All-women startup teams’ fundraising results

As we learned when talking to Charles Hudson for Extra Crunch Live earlier this year, there’s some concern in venture circles that pandemic-led changes to VC investing could drive money into more conservative bets, perhaps limiting access to capital for women. New data suggests that those concerns carry weight.
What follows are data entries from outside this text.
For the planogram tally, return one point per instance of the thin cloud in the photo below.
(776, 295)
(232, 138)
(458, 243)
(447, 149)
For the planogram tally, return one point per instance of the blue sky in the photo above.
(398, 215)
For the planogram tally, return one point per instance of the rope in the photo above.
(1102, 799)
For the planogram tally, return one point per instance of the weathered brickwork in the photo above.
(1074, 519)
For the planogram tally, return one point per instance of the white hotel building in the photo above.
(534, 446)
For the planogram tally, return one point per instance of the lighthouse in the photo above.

Startups that have at least one woman founder are not on track to have a very good year:

  • Q1 and Q2 2020 VC results for startups with at least one woman founder: 1,031 deals worth $8.9 billion
  • 2019 VC results for startups with at least one woman founder: 2,581 deals worth $19.1 billion

Startups that were founded by all women teams are doing even worse:

  • Q1 and Q2 2020 VC results for startups with all-women founders: 280 deals worth $1.4 billion
  • 2019 VC results for startups with all-women founders: 743 deals worth $3.4 billion

Startups with at least one woman founder are on track to effectively match their 2019 investment totals in dollar-terms, essentially matching their 2018 result, as well. While deal volume for this startup cohort is a bit weaker than previous years, at least the dollars are still available.
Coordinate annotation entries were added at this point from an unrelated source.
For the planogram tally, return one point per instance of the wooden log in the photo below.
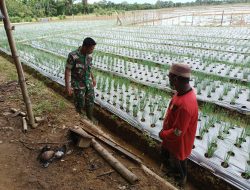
(165, 185)
(118, 166)
(102, 136)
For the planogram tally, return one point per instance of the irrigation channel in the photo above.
(131, 64)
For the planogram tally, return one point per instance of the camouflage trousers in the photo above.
(84, 99)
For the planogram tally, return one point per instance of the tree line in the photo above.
(28, 10)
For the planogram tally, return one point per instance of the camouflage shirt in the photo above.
(80, 66)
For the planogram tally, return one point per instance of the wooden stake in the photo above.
(25, 127)
(19, 68)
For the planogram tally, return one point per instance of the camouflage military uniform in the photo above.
(81, 81)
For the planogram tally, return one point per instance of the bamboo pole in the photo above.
(19, 68)
(128, 175)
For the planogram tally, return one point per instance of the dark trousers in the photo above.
(174, 164)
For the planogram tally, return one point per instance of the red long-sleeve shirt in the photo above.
(179, 126)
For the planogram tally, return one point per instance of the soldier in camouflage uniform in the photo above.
(78, 66)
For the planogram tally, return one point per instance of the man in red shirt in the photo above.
(180, 123)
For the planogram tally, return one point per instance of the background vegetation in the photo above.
(28, 10)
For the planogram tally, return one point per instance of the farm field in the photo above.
(131, 65)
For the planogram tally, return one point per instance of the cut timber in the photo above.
(98, 133)
(86, 139)
(18, 112)
(128, 175)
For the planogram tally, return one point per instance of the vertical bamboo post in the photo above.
(222, 16)
(19, 68)
(192, 19)
(231, 19)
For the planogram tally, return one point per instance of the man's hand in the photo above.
(69, 91)
(160, 134)
(94, 82)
For startups founded by only women, years of gains appear set to falter as 2020’s results put the group on pace for its worst deal result since 2016 and worst dollar result since 2017, looking at which year last posted a result that falls below 2020’s pace to-date.

This is a disappointment. While the progress of women-founded startups was slow, it was at least steady. Now, some key progress in diversifying who gets funded in startup-land appears to at least slow, if not reverse.

From where we sit today, we’re caught up on Q2 VC. Now, let’s see what Q3 will bring to startups both domestic and global.